Max Heiber

Posted on Jan 23, 2021

Function Intersection Types Considered Surprising

#typescript #erlang #programming #statictypes

Function intersection types sound simple, but get less intuitive the deeper one looks.

Each of the following surprised me, and has its own section in this post:

When "or" means "intersection"
Applying an Intersection
What Erlang Does
What TypeScript Does

If you're short on time, skip to the last section, since what TypeScript does is most interesting.

Key:

& is intersection
| is union
x: T is a variable x of type T
'a1' in a type means a singleton type inhabited by only the value 'a1'.

When "or" means "intersection"

Here's an Erlang function that:

given an 'a1' returns 'r1'
given an 'a2' returns 'r2'

Mnemonic: "a" for "argument", "r" for "return"

func('a1') -> 'r1';
func('a2') -> 'r2'.

We can give it a type specification like this:

-spec func('a1') -> 'r1'; ('a2') -> 'r2'.
func('a1') -> 'r1';
func('a2') -> 'r2'.

If you ask someone whether ; means "union" or "intersection" here, they are very likely to say "union." I made this mistake, too. There seems to be "or" reasoning going on: either the first function cluase is used, or the second is used.

But here are some reasons for thinking the function is not a union: in general, one cannot use a union of T and U in a way that takes advantage of its T-ness without first proving that it is a T. Here's a TypeScript example, if I have a variable x of type number | string[], I can't do much with it until I figure out what it is. I have to do something like if (Array.isArray(x)) { /* now I can treat x as an array }. If I have a y of type number[] | string[] I can safely use y.concat because that doesn't take advantage of y's number[]-ness or string[]-ness, it uses a method that's defined for both branches of the union.

So func is an intersection, not a union, otherwise we wouldn't be able to call it on a1 without first proving that the function isn't defined on a2.

See how intuitive this is?

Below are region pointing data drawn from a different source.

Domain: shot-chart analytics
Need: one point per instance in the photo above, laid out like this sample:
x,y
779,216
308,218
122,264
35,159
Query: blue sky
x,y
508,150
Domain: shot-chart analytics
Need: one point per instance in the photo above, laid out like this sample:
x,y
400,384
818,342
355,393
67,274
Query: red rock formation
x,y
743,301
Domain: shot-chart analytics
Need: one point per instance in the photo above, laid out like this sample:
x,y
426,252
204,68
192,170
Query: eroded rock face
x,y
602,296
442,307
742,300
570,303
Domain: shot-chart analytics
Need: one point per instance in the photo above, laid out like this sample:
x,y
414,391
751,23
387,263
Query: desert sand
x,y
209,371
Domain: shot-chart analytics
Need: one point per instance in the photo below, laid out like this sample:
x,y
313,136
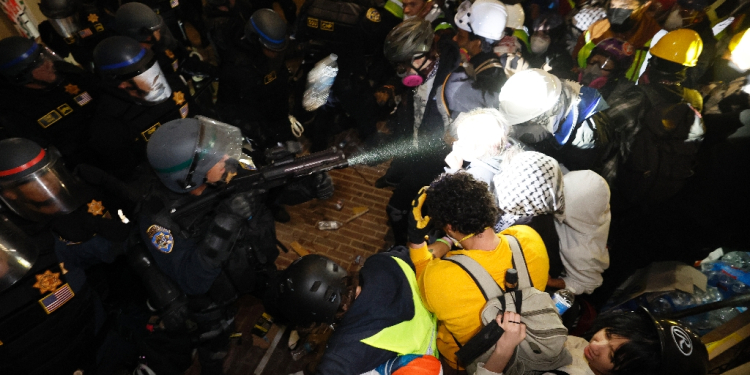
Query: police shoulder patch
x,y
161,238
373,15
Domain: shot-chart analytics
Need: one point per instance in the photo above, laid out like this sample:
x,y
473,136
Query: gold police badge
x,y
161,238
48,281
373,15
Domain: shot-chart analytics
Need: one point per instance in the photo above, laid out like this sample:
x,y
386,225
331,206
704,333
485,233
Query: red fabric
x,y
425,365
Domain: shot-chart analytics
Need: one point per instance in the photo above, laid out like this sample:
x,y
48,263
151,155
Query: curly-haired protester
x,y
465,209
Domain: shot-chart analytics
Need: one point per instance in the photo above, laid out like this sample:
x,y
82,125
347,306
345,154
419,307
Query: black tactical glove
x,y
174,318
419,226
238,205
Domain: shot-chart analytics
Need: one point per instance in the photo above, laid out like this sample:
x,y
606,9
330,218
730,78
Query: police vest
x,y
335,21
28,303
415,336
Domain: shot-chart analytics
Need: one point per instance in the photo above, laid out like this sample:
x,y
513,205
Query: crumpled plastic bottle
x,y
319,82
737,259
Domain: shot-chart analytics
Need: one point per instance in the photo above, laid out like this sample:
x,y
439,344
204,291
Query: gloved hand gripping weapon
x,y
278,173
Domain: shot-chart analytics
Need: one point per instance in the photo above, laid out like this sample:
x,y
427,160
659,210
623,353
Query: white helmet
x,y
516,16
528,94
485,18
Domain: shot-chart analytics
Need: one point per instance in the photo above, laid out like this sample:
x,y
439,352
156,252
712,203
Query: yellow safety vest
x,y
415,336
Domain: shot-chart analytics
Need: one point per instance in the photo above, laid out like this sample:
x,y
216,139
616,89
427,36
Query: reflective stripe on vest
x,y
415,336
634,71
395,7
585,52
443,26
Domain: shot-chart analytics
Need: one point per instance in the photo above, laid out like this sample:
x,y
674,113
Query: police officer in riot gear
x,y
45,99
139,98
45,327
254,93
215,252
74,27
46,309
138,21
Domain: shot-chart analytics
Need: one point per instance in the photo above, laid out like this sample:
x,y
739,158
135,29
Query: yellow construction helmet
x,y
682,46
739,47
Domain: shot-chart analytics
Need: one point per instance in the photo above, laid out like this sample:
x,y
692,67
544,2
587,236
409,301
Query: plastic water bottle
x,y
563,299
511,280
737,259
329,225
319,82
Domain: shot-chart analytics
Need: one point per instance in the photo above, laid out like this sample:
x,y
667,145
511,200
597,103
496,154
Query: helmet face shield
x,y
219,145
66,27
51,190
17,253
149,87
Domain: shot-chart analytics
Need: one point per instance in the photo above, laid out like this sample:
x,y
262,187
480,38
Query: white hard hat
x,y
516,16
528,94
485,18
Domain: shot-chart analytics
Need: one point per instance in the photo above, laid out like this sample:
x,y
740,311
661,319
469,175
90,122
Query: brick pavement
x,y
363,237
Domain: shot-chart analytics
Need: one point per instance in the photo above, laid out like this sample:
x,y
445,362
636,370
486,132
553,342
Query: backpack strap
x,y
442,94
524,278
487,285
490,63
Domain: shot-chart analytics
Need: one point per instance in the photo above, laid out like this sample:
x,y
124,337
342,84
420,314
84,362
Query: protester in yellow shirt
x,y
466,210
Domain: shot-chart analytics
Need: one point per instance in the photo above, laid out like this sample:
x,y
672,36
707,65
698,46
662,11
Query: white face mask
x,y
674,20
539,43
152,85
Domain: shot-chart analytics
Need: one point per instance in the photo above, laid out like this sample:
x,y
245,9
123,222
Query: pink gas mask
x,y
407,72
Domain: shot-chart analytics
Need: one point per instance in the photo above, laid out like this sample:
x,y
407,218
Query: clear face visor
x,y
217,143
150,87
51,190
67,27
17,254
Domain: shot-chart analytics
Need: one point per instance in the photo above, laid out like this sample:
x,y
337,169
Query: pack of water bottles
x,y
319,82
728,275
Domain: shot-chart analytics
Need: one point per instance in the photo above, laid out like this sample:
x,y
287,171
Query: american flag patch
x,y
83,99
85,32
53,301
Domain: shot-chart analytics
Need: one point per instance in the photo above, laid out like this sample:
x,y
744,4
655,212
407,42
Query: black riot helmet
x,y
682,352
410,38
182,151
18,253
138,21
269,28
62,16
310,290
18,57
34,182
123,62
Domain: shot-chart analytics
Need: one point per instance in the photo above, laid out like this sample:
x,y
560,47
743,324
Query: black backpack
x,y
663,152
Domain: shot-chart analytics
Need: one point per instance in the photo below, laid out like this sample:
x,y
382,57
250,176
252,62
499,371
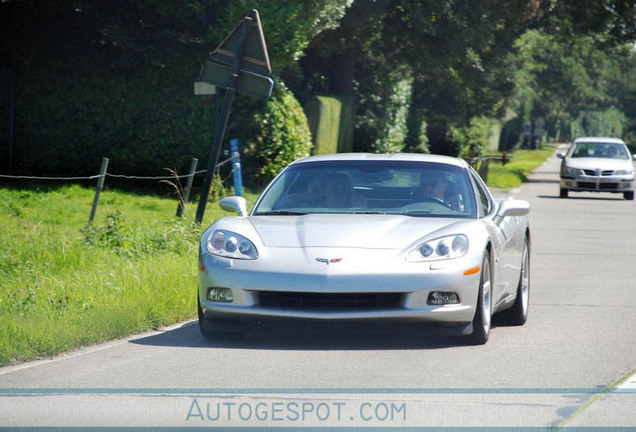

It gets better!

Applying an Intersection

Ideally, a type checker will be able to figure out the type of an expression like f(x) based on the type of f and the type of x.

The typical rule for this sort of thing is:

x: T  and f: T -> U
-------
f(x): U

That is, "The type of f(x) is the return type of f, assuming x has the same type as f's parameter."

But the type of func above is the intersection of 'a1' -> 'r1' and 'a2' -> 'r2', which doesn't clearly tell us what to do when applying the function: it doesn't have the same shape as T -> U in our function application rule.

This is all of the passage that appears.